L’intérêt national
Communication à l’Académie des Sciences Morales et Politiques le 4 février 2019
Résumé de la communication dans la lettre d’information de l’Académie des sciences morales et politiques n°707 du 5 février 2019 :
Le propos est parti du postulat selon lequel, « au moins à court terme, la politique étrangère d’un pays se construit autour des intérêts de ses ressortissants, de ses valeurs et de ses alliances ». Or, à rebours d’une longue tradition inaugurée par Richelieu et portée en particulier au XXe siècle par le général de Gaulle, l’intérêt national est victime en France, depuis une dizaine d’années, d’une « étrange ellipse ». Certes, les présidents continuent de se référer à des « intérêts vitaux », mais ils ont tendance à les confondre plus ou moins avec le statut de puissance nucléaire. Les autres dimensions de l’intérêt national sont tues, dissoutes dans la notion plus vague d’influence globale, quand elles ne sont pas niées. Ce glissement a été moins voulu que subi. Il traduit la subordination croissante, dans la plupart des démocraties, de la politique étrangère aux enjeux de politique intérieure et à la pression de l’opinion publique, spectaculairement accentuée par la révolution numérique. Mais il reflète aussi une crise plus générale de la diplomatie française dans un environnement stratégique dégradé, sans qu’elle parvienne à se dégager du modèle gaullien, qu’incarnait encore en 2003 son opposition victorieuse et vaine à une intervention militaire en Irak sous l’égide des Nations unies.

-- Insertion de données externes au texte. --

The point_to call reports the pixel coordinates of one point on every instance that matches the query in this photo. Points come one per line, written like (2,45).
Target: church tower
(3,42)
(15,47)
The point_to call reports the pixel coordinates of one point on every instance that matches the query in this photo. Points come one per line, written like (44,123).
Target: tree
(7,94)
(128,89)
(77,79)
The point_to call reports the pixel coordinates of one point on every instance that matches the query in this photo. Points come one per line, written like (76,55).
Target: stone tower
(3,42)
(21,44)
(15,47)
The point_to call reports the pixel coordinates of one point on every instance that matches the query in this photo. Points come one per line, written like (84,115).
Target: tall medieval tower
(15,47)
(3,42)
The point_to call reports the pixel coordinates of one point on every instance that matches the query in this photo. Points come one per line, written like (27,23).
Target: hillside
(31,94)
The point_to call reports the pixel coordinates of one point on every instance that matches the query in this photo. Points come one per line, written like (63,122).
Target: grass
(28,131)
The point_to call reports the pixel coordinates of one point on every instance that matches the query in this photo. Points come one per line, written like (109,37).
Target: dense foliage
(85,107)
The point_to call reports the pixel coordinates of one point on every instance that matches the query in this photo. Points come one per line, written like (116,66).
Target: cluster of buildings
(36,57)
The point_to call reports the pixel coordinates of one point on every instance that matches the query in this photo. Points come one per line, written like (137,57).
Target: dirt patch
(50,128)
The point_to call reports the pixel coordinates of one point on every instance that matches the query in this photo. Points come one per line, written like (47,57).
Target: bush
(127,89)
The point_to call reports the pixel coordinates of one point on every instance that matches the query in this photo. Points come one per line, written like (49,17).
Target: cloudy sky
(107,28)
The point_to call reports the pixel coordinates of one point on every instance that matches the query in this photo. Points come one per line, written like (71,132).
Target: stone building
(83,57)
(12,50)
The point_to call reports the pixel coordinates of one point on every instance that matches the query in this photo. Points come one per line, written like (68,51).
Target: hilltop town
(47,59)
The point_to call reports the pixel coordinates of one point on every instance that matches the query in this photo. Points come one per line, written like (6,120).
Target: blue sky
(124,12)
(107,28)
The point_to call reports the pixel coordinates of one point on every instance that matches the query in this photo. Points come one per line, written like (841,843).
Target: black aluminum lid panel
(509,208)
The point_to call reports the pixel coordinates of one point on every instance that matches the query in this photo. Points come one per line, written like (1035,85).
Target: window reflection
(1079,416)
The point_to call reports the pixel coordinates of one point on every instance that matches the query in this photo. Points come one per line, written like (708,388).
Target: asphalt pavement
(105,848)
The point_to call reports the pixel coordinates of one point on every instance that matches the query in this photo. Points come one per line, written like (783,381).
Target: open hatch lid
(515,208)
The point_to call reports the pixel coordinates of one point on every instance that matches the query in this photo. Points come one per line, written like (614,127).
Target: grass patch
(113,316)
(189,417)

Face à ce constat, une refondation de la politique extérieure française s’impose, autour d’une conception renouvelée de l’intérêt national. Loin de se limiter aux seules sphères économiques ou stratégiques, celui-ci doit être appréhendé comme un « bien public », en tant que sa définition requiert l’engagement de toutes les forces de la nation : « Nous devons savoir qui nous sommes, avant de pouvoir savoir quels sont nos intérêts » (S. Huntington). Il n’est donc pas incompatible avec des valeurs, du moment qu’il ne verse pas dans un universalisme abstrait, inefficace voire dangereux. Bien compris, il amène au contraire à « porter intérêt aux intérêts des autres ». Relisant Machiavel, Th. de Montbrial voit également dans l’intérêt national un instrument de contrôle des pulsions et des passions, parmi les gouvernants aussi bien que dans les peuples.
Le propos s’est conclu par la formulation de quelques orientations opérationnelles, qui combinent la réaffirmation de règles diplomatiques traditionnelles (réciprocité en matière de négociation, sélectivité des priorités, respect du secret) et l’exploration de nouvelles formes d’interactions, sur le modèle de la COP21, autour d’objectifs communs atteignables. À une « souveraineté solitaire », consacrée à la défense d’intérêts nationaux étroitement conçus, Th. de Montbrial oppose une « souveraineté solidaire », seule apte à répondre, sur le long terme, aux grands défis contemporains.